Адашев с благодарностью наклонил голову перед царем. Сильвестр, молча слушавший Иоанна, хотел удалиться.
— Постой, отче! Теперь хочу с тобой поговорить… Попомнил ты мой наказ тебе?
— Какой, великий государь? Не мало
— Ин забыл? Книжечку малую обещал ты мне написать об укладе, как жить должно по истине, по христианскому обычаю.
— Не запамятовал о сем, государь, как час свободный выпадет, пишу и размышляю.
— Ну, хорошо, пиши не торопясь! Есть у меня еще работа для тебя с Алешей вместе…
Адашев, отошедший во время разговора царя с Сильвестром, придвинулся.
— Исполним все, что ты нам повелишь, царь-батюшка!
— Тяжебная волокита запутана уж больно, никто, ни дьяк, ни сам виновный не знает, что и как… Распутать все бы надо, составить книгу «Судебник», все выяснить, законы все в нем объявить, чтобы повадки кривде не давать и правде дорогу широкую открыть!
— По воле твоей исполним все, великий государь, — отозвался Адашев, — просмотрим, сыщем все мы с отцом Сильвестром и книжицу изрядную составим.
— Отца моего, владыки Макария, совет примите, он ветх годами, но разум у него и свеж и молод, — упредил будущих составителей «Судебника» царь, высоко ставивший знания и ум митрополита.
— Теперь ступайте, я отдохнуть прилягу, устал, — закончил беседу с ними Иоанн, отпуская обоих любимцев.
XXIV
Нелегкую задачу возложил государь на Адашева и Сильвестра: пересмотреть, исправить устарелые законы, отмести все ненужное в судебной волоките и дать возможность суду здраво разбираться в тяжбах. Только таким испытанным людям, как Адашев и Сильвестр, мог Иоанн поручить столь важный и ответственный труд. Это он сознавал сам отлично и, уверенный в их силах, поручил им «очистить правду, низвергнуть кривду», полновластно хозяйничавшую по тяжебным делам.

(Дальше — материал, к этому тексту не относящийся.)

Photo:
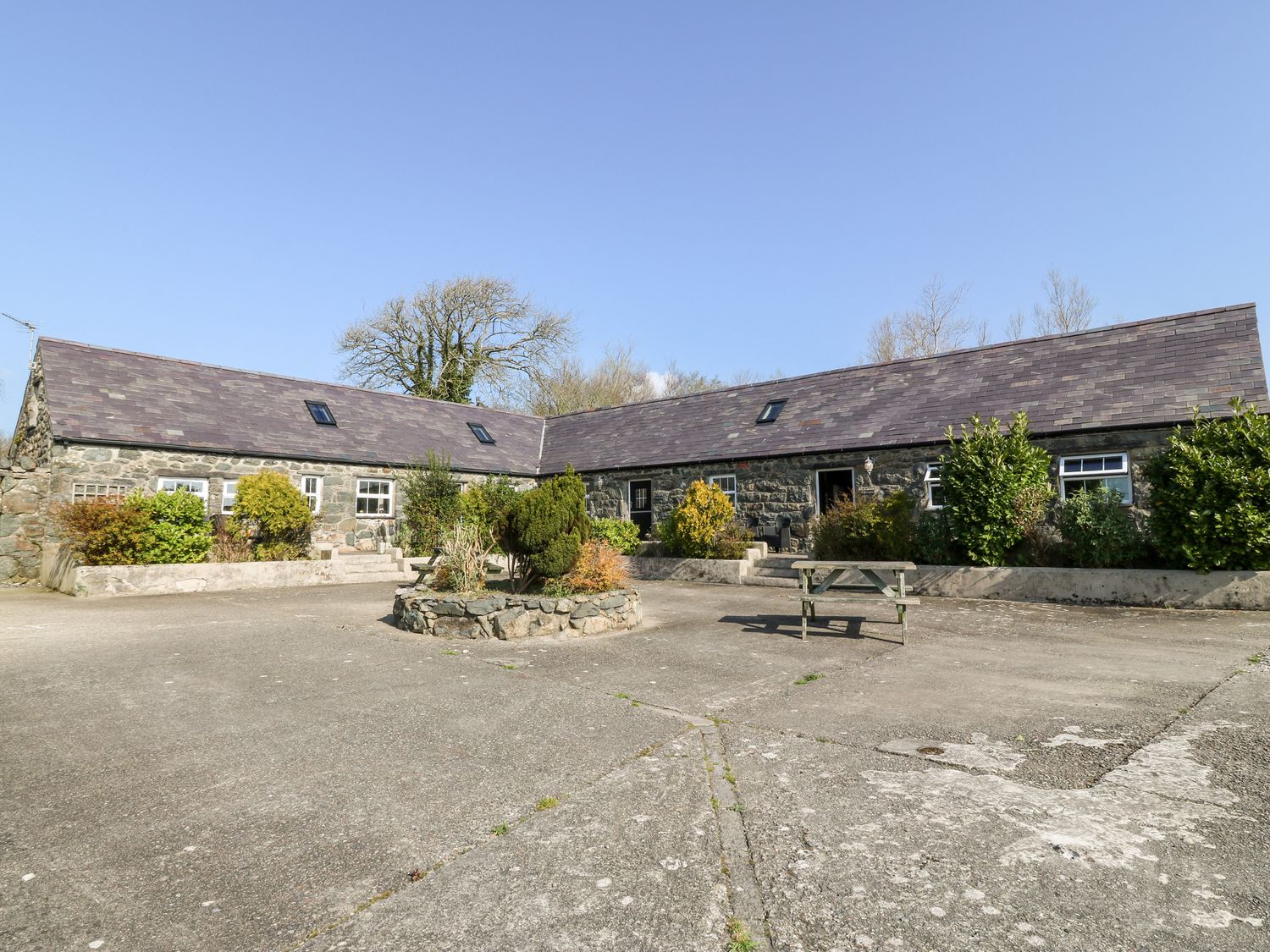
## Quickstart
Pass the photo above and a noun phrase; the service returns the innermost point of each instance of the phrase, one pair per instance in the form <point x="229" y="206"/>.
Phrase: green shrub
<point x="619" y="533"/>
<point x="274" y="515"/>
<point x="696" y="525"/>
<point x="1097" y="531"/>
<point x="869" y="530"/>
<point x="431" y="503"/>
<point x="544" y="530"/>
<point x="996" y="487"/>
<point x="178" y="528"/>
<point x="485" y="504"/>
<point x="1211" y="493"/>
<point x="932" y="540"/>
<point x="104" y="532"/>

Косо посматривали на царских любимцев дьяки и подьячие, «в приказах поседелые», повытчики и ярыги, всем им, согласно желанию царя, приходилось тяжело: брать «мзду» безнаказанно с ответчика и с жалобщика одновременно являлось невозможным да и с одной стороны это было теперь опасно.
Взвыли люди судейские, кормившиеся от тяжебных дел, повсюду по городу, по торгам, по сборищам народным костили царских любимцев.

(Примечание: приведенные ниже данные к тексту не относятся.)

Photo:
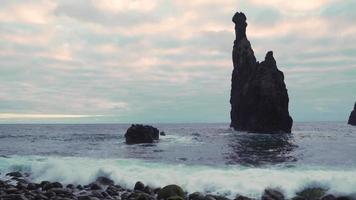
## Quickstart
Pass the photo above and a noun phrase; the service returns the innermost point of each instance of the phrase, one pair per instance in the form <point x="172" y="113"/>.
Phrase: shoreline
<point x="17" y="186"/>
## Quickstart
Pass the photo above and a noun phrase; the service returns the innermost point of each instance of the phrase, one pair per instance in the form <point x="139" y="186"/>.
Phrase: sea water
<point x="209" y="158"/>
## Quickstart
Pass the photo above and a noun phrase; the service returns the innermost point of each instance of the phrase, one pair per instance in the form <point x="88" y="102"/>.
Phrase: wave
<point x="228" y="180"/>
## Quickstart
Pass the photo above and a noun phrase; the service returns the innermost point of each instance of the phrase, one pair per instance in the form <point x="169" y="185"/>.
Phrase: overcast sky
<point x="168" y="61"/>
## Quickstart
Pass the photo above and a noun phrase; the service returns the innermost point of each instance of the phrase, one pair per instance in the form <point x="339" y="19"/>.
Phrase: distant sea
<point x="209" y="158"/>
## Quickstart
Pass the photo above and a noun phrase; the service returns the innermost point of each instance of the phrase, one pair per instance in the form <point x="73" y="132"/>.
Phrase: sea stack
<point x="352" y="118"/>
<point x="259" y="98"/>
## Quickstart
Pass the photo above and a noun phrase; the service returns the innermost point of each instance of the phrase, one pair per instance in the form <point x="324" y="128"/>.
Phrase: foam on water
<point x="228" y="180"/>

— По старине жить ныне недолжно, — говорил подьячий Анисимов кучке праздного люда, — опричь того новые законы вводить надумали, простоту нашу родную загубить хотят, — притворно всхлипывая, продолжал он, — ой, много власти дает им царь-батюшка, не претит их запрету.
— Да ты о чем толкуешь-то? — сурово спросил подьячего степенный торговец.
— Как о чем, мил человек, об озорстве попа Сильвестра да Алешки Адашева, облестили они царя-батюшку, по-своему ему голову кружат, верных бояр к нему не допускают.
Но, видимо, московскому люду хорошо были знакомы порядки этих «верных бояр», недоверчиво слушала толпа подьячего, а как только он упомянул о боярах, так сейчас же заволновалась.
— Ты чего зря мутишь-то народ, подьячий? — послышались голоса. — Что клеплешь неправду на хороших людей?